Rate sensitive stocks fall up to 3% after RBI raises rates by 35 bps
Rate sensitive stocks such as banks and financial services, auto, and realty were reeling under selling pressure on Wednesday after the RBI Governor Shaktikant Das raised the repo rate by 35 basis points (bps), the sixth rate hike in a row, in line with Dalal Street estimates. After three consecutive hikes of 50 bps, the six-member Monetary Policy Committee (MPC) was widely expected to slow the pace of monetary tightening as inflation showed signs of easing in the last month. The higher interest rate means higher borrowing costs for buying homes, vehicles, and other consumer durables.
Among interest rate sensitive stocks, realty sector was the biggest loser as investors fear that the continued rise in interest rates would impact housing sales. The rate hike will also push up home loan interest rates and equated monthly instalments (EMIs) for loans taken to buy a house. The BSE Realty index dropped 1.18%, with Oberoi Realty, DLF, Godrej Industries, Sobha and Brigade Enterprises falling in the range of 1-3%.

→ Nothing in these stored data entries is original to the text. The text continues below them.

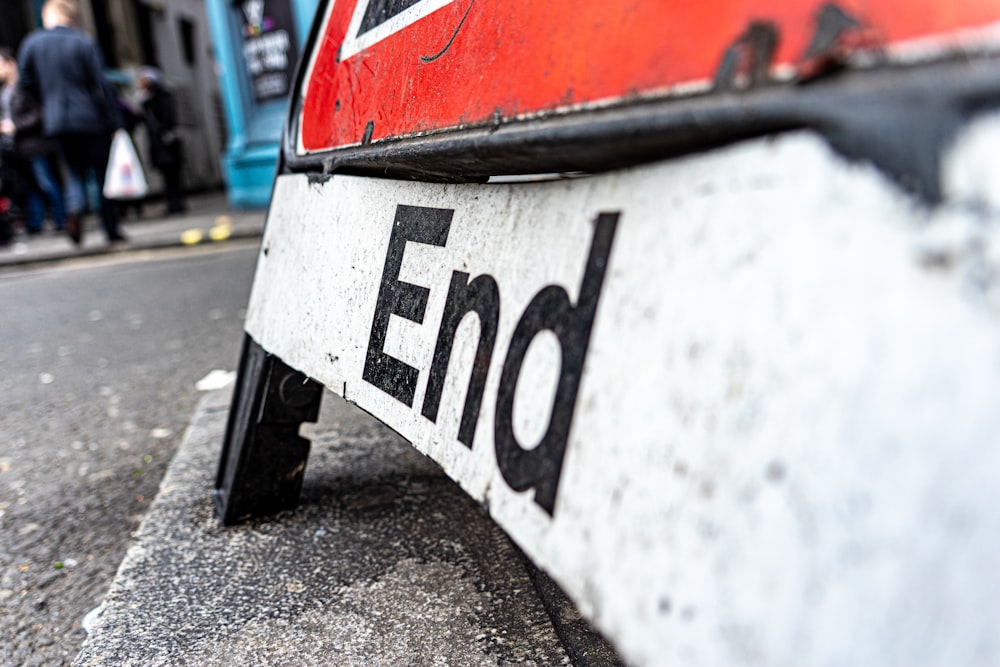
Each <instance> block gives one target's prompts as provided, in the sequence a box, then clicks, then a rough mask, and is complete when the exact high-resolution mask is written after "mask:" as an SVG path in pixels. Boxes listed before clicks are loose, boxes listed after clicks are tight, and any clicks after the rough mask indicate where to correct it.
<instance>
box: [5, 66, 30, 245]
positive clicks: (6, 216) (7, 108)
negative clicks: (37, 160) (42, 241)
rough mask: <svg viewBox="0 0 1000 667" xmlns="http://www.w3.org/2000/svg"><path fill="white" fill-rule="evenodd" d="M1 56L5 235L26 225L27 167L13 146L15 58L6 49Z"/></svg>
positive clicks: (27, 195)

The BSE Bankex index slipped 0.35% with all major banks, barring ICICI Bank and Bank of Baroda, were trading in red. Federal Bank was the top laggard with a 1.8% loss, followed by Kotak Mahindra Bank, IndusInd Bank, HDFC Bank, State Bank of India, Axis Bank, among others.
The auto space also witnessed selling pressure with index heavyweight Tata Motors and Hero MotoCorp falling up to 2%. Among others, TVS Motors, Ashok Leyland, Escorts, Bajaj Auto, Eicher Motors, M&M, and Maruti Suzuki were also trading lower with marginal losses.

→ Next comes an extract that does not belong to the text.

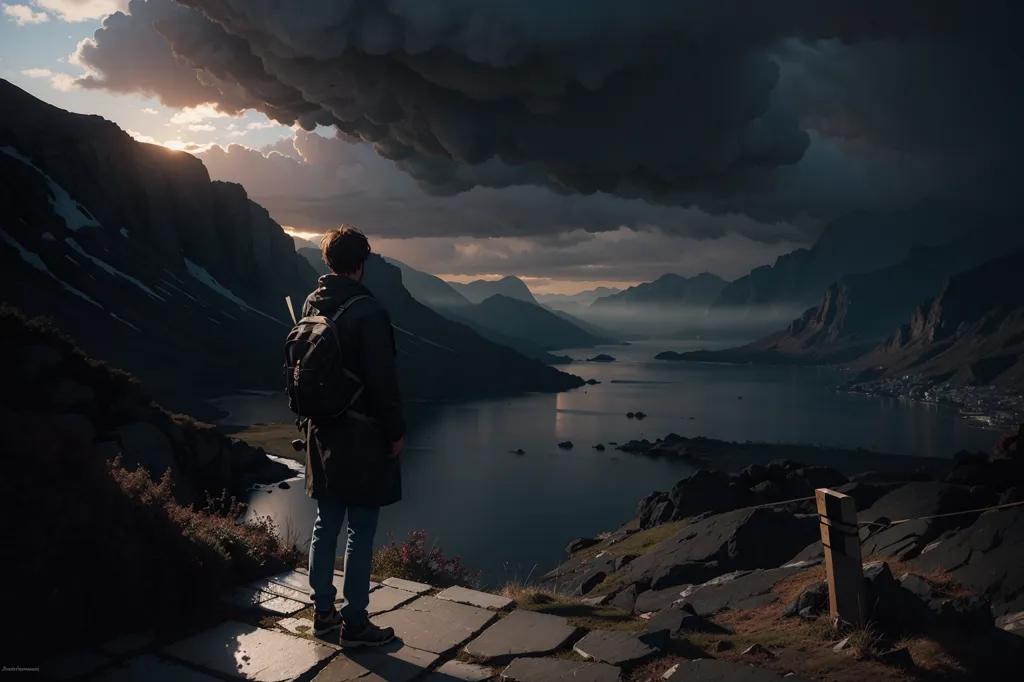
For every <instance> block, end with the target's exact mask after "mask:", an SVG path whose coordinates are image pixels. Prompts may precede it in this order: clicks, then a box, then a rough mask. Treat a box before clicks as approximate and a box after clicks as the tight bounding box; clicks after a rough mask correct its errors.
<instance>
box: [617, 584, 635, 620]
mask: <svg viewBox="0 0 1024 682" xmlns="http://www.w3.org/2000/svg"><path fill="white" fill-rule="evenodd" d="M636 603H637V586H636V585H631V586H629V587H628V588H626V589H625V590H623V591H621V592H620V593H618V594H616V595H615V596H614V597H613V598H612V599H611V605H612V606H614V607H615V608H621V609H622V610H624V611H626V612H627V613H633V609H634V607H635V606H636Z"/></svg>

Meanwhile, the BSE benchmark Sensex slipped 175 points to trade near day’s low of 62,451 following the RBI policy announcement. The central bank raised the repo rate, the rate at which RBI lends money to commercial banks, by 35 bps to 6.25%. Consequently, the standing deposit facility (SDF) rate was adjusted to 6%, and the marginal standing facility (MSF) rate and the bank rate to 6.5%. The RBI MPC expects inflation to be above 4% in the next 12 months, while it lowered GDP growth forecast for the October-December quarter to 4.4%.
Commeting on the RBI policy, Sachchidanand Shukla, Chief Economist, Mahindra & Mahindra said the RBI policy was completely in line with expectations and probably the easiest policy decision since May for the MPC, in the backdrop of looming global recession fears, easing crude prices and the USD index coming off highs. “However, there is a clear fork in the road where growth is becoming a much bigger problem even as it is too early to take eyes off inflation given the inflation persistence. Hence, it is reassuring that the Governor remains watchful on growth even as he has ‘Arjuna’s eye on inflation’,” he said.

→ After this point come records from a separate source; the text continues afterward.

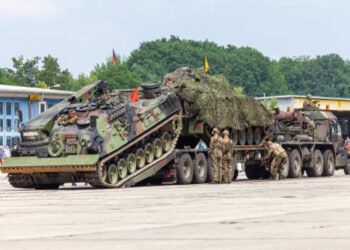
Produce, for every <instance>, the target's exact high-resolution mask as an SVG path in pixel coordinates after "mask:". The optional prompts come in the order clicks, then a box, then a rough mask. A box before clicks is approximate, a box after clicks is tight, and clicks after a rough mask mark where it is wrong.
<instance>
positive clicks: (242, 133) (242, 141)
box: [238, 129, 247, 145]
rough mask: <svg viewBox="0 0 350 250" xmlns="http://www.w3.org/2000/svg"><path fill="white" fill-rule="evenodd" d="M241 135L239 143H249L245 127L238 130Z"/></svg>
mask: <svg viewBox="0 0 350 250" xmlns="http://www.w3.org/2000/svg"><path fill="white" fill-rule="evenodd" d="M238 136H239V144H241V145H245V144H246V143H247V133H246V132H245V129H242V130H240V131H239V132H238Z"/></svg>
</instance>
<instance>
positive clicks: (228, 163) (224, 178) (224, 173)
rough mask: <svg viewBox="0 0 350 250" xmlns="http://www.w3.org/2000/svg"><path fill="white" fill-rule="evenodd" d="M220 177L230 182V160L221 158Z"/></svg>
mask: <svg viewBox="0 0 350 250" xmlns="http://www.w3.org/2000/svg"><path fill="white" fill-rule="evenodd" d="M222 179H223V181H224V182H225V183H231V180H232V160H231V159H225V158H224V159H223V160H222Z"/></svg>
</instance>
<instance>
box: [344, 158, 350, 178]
mask: <svg viewBox="0 0 350 250" xmlns="http://www.w3.org/2000/svg"><path fill="white" fill-rule="evenodd" d="M344 174H346V175H349V174H350V159H348V164H347V165H346V166H345V167H344Z"/></svg>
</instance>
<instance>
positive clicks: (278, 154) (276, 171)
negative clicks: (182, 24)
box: [264, 141, 288, 180]
mask: <svg viewBox="0 0 350 250" xmlns="http://www.w3.org/2000/svg"><path fill="white" fill-rule="evenodd" d="M265 148H266V150H267V155H266V156H265V157H264V160H266V159H269V158H270V157H271V158H272V162H271V166H270V173H271V176H272V178H273V179H274V180H278V179H279V178H280V170H281V168H282V166H283V164H284V163H285V162H286V161H287V157H288V156H287V153H286V151H285V150H284V149H283V148H282V146H281V145H279V144H278V143H272V142H271V141H267V142H265Z"/></svg>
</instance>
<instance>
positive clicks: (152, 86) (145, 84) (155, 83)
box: [141, 82, 160, 89]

Nilesh Shah, Managing Director, Kotak Mahindra Asset Management Company, said, "The RBI has given a “Main Hoon Na” (we are there) policy, reassuring the market. In a world where central banks are fighting to regain credibility, the RBI stands tall managing conflicting objectives of growth and inflation admirably.”
Sujan Hajra, Executive Director, Chief Economist, Co-Head Research Anand Rathi Shares and Stock Brokers, said, “With the 35 bps repo rate hike today, the RBI seems to be close to the peak of policy rate hike in this cycle and another 25 bps rate hike seems to be already factored in by the debt market.”